By: Bob Henry
In September 2018, in Baumgartner v. Timmins, 245 Ariz. 334, 429 P.3d 567, the Arizona Court of Appeals provided further clarification on what constitutes an “encumbrance” on a property for purposes of Arizona’s statutory scheme prohibiting the recording of “false documents.” The statute, A.R.S. § 33-420, prohibits the recording of documents that a person knows to be forged, are groundless, or that contain material misstatements (or false claims). A person who claims an “interest in, or a lien or encumbrance against” real property who records such documents can be held liable for $5,000 or treble the actual damages caused by the recording (whichever is greater), A.R.S. § 33-420(A), and perhaps even be found guilty of a class 1 misdemeanor, A.R.S. § 33-420(E).

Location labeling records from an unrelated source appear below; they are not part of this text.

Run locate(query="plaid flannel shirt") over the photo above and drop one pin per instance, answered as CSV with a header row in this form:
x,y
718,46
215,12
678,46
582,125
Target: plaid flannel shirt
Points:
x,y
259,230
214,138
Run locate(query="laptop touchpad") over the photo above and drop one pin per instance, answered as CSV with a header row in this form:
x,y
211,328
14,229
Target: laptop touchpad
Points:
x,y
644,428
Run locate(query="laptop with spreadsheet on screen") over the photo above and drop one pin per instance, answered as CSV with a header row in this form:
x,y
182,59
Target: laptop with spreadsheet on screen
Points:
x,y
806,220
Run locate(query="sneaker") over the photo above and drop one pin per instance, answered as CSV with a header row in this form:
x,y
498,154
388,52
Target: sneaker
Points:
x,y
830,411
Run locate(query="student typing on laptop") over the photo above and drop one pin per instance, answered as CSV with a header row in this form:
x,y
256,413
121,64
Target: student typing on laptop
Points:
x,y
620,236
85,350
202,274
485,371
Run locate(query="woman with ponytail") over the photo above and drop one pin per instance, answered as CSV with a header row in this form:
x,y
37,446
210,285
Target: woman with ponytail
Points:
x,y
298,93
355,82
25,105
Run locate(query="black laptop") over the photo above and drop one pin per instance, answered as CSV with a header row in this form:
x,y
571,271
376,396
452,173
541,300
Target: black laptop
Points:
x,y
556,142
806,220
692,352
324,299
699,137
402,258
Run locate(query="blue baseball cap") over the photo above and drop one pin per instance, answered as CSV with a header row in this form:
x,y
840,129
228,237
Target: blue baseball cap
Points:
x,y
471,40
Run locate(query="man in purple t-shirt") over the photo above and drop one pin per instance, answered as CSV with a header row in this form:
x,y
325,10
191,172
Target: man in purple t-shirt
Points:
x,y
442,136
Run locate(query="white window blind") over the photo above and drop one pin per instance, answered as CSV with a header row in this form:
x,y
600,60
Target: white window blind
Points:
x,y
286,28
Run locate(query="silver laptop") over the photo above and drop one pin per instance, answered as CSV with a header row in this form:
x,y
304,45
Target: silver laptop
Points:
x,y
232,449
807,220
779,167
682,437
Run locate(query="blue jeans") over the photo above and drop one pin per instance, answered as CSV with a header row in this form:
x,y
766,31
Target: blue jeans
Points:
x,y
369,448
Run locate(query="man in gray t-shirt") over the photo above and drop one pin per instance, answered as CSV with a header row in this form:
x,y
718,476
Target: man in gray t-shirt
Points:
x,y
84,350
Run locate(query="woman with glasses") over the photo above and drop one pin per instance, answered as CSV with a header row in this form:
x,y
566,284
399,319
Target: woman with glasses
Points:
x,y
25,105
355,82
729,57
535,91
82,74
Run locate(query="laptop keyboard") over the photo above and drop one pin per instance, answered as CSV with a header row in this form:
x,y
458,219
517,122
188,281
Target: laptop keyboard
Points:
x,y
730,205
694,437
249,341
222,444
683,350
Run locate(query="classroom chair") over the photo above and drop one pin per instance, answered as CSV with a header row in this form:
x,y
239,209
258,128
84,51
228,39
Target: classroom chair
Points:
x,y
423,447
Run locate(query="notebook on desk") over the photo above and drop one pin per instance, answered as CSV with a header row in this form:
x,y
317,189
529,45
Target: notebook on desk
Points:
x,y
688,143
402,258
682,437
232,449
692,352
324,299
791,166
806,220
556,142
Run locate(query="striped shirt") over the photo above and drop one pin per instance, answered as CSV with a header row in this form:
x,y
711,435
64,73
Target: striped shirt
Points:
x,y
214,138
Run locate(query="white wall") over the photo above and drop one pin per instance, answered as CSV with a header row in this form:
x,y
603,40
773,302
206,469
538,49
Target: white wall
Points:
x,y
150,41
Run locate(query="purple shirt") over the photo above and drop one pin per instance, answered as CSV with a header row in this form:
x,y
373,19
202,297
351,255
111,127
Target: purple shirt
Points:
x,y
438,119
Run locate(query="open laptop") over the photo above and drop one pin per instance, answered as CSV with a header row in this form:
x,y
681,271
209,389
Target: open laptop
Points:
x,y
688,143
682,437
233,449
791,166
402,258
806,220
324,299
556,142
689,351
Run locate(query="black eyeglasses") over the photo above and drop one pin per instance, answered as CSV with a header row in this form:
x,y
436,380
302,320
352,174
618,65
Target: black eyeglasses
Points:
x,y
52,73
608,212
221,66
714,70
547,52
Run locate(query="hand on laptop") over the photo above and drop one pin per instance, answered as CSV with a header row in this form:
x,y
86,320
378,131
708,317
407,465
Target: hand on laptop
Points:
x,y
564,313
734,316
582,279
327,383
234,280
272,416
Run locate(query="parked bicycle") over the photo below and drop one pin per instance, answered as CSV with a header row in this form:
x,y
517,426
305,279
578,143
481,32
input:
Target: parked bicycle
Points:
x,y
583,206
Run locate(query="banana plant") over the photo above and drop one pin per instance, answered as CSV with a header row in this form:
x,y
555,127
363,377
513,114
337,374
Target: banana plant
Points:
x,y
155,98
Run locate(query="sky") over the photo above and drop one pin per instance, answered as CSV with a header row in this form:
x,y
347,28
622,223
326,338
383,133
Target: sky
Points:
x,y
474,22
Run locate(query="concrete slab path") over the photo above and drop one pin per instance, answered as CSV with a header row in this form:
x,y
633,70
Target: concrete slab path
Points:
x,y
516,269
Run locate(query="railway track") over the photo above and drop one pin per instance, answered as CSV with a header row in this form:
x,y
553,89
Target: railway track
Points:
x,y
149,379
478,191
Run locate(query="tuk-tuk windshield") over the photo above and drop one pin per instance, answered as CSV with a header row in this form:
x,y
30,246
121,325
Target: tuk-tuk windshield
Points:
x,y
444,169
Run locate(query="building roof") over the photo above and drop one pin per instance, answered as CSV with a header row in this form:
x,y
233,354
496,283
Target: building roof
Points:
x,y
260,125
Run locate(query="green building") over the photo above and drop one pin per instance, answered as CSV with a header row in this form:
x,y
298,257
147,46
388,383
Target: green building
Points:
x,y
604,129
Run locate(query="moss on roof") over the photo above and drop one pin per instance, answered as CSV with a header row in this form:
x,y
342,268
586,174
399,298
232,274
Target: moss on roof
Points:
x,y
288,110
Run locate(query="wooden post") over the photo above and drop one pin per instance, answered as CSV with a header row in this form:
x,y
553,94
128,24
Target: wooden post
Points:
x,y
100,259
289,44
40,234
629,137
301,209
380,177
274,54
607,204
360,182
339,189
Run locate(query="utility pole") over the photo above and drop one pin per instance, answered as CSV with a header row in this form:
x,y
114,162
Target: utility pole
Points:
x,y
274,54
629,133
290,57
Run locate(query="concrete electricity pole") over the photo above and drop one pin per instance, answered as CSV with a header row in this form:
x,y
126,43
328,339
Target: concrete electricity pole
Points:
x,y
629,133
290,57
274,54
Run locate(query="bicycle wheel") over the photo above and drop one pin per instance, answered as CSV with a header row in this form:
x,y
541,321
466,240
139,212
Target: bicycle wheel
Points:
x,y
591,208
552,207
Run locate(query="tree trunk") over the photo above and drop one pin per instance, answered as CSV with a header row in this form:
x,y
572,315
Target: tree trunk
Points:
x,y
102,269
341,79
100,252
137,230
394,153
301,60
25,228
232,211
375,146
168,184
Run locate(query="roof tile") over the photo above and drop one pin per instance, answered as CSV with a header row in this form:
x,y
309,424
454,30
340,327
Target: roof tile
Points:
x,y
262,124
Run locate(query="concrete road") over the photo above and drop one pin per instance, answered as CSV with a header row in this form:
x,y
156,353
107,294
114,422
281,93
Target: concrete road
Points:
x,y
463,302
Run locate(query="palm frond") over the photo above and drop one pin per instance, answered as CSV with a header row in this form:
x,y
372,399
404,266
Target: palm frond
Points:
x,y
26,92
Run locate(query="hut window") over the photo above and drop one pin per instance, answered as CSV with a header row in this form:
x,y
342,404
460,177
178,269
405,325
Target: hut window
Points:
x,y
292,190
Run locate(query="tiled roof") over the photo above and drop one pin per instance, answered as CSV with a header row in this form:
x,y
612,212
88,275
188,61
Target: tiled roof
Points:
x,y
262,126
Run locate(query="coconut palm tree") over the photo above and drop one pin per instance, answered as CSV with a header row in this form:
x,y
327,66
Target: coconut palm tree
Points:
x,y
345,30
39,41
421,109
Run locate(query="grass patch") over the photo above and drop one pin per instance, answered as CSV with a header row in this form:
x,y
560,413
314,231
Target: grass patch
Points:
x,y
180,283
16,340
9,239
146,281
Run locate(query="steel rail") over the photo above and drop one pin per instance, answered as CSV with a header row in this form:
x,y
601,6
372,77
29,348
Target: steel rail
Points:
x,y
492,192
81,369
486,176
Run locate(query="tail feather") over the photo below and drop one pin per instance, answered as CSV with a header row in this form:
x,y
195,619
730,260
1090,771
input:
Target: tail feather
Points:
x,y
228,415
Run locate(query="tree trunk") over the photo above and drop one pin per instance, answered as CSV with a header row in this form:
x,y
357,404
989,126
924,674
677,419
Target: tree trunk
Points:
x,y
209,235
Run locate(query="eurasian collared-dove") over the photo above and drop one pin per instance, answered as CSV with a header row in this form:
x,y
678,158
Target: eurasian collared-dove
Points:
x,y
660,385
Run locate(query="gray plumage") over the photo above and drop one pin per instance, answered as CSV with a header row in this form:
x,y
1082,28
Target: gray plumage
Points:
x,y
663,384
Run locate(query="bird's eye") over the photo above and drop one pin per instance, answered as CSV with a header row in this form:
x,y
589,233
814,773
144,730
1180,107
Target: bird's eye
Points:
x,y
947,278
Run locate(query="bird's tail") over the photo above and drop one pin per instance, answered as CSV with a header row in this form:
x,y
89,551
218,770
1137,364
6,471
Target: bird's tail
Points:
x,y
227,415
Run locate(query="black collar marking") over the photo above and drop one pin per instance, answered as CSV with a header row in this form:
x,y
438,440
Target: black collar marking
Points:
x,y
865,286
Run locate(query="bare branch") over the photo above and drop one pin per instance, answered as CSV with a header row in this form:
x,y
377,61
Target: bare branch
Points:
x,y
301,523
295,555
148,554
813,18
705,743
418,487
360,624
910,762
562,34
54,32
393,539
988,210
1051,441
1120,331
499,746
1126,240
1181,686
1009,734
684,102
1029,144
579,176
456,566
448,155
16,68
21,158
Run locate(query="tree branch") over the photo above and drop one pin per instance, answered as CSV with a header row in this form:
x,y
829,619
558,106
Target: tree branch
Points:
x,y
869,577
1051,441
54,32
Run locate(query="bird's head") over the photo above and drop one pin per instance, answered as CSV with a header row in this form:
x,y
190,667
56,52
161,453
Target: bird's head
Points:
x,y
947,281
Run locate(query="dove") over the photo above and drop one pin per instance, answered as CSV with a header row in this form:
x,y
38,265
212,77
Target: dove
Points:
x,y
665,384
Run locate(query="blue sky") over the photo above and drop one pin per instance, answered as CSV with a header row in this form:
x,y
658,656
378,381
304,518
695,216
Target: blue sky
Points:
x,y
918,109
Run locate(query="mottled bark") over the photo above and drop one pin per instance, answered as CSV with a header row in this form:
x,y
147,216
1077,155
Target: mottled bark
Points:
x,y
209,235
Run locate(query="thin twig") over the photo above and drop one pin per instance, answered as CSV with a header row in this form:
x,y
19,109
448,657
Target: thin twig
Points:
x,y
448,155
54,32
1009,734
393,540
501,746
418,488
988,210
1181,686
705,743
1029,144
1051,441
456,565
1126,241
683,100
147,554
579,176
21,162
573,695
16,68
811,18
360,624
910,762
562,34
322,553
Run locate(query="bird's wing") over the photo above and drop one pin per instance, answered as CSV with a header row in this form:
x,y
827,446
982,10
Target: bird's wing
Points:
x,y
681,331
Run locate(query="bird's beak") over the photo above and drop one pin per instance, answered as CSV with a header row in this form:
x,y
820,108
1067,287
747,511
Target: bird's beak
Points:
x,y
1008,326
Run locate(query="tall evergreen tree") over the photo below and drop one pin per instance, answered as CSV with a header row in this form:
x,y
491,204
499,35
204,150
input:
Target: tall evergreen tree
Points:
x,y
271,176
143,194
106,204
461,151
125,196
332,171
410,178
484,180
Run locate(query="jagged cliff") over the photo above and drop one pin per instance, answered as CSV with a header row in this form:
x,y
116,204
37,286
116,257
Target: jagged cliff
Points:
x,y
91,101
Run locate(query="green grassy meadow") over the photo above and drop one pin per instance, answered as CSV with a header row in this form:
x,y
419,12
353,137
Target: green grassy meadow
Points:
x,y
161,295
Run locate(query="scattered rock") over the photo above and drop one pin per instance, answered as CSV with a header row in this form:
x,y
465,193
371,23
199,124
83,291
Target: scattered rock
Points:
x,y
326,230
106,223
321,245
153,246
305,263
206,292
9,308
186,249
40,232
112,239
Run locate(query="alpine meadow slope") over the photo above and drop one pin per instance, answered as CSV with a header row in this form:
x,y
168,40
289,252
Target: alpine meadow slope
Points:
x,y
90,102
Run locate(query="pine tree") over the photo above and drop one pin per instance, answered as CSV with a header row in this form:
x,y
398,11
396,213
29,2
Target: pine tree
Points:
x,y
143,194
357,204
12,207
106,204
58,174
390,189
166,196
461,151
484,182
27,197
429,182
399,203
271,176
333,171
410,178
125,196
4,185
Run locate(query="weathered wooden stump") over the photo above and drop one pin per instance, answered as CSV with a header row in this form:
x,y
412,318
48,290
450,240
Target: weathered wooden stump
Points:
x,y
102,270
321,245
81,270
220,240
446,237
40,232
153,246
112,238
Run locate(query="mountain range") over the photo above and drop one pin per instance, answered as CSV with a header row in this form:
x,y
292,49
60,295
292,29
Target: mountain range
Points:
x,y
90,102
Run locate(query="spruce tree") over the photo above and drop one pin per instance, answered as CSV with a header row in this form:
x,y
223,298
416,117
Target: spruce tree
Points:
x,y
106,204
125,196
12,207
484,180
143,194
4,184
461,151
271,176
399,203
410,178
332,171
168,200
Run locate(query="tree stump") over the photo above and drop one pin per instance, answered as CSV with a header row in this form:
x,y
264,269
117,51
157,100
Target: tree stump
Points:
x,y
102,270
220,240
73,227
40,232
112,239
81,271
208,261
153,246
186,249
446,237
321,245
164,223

At issue in Baumgartner were neighbors fighting about CC&Rs—a typical neighborhood fight. In 2015, some of the neighbors filed suit against the Timminses for violating the CC&Rs. The Timminses did not contest the lawsuit, resulting in a default judgment. In what the Court of Appeals characterized as a lawsuit filed by the Timminses “in apparent response to the [first] lawsuit and resulting default judgment,” the Timminses created, signed, and recorded affidavits contending that the Plaintiffs in the original lawsuit were themselves “in violation of several provisions of the CC&Rs.” The Plaintiffs then filed suit again against the Timminses, this time contending that the Timminses had violated A.R.S. § 33-420 by recording the affidavits because the affidavits, the Plaintiffs contended, created encumbrances on their properties. The Apache County Superior Court agreed, and issued a final judgment nullifying the recorded documents and awarding the Timminses damages, along with their attorneys’ fees and costs.
The Arizona Court of Appeals disagreed and reversed the trial court. The Court of Appeals held that the affidavits were not wrongful under A.R.S. § 33-420 because the Timminses had not claimed or purported to create an encumbrance on the Plaintiffs’ properties. The Timminses had not claimed any right to individually enforce the CC&Rs against the Plaintiffs (or that any HOA had such a right to enforce the CC&Rs) in the recorded affidavits. The Timminses “had simply alleged that the [Plaintiffs’] properties were not in compliance with the CC&Rs.” Because the affidavits did not claim or purport to create an “encumbrance” on the Plaintiffs’ properties as that term is used in property law—the court cited to A.R.S. § 47-9102, for example, as defining “encumbrance” as a “right, other than an ownership interest, in real property”—A.R.S. § 33-420 simply did not apply.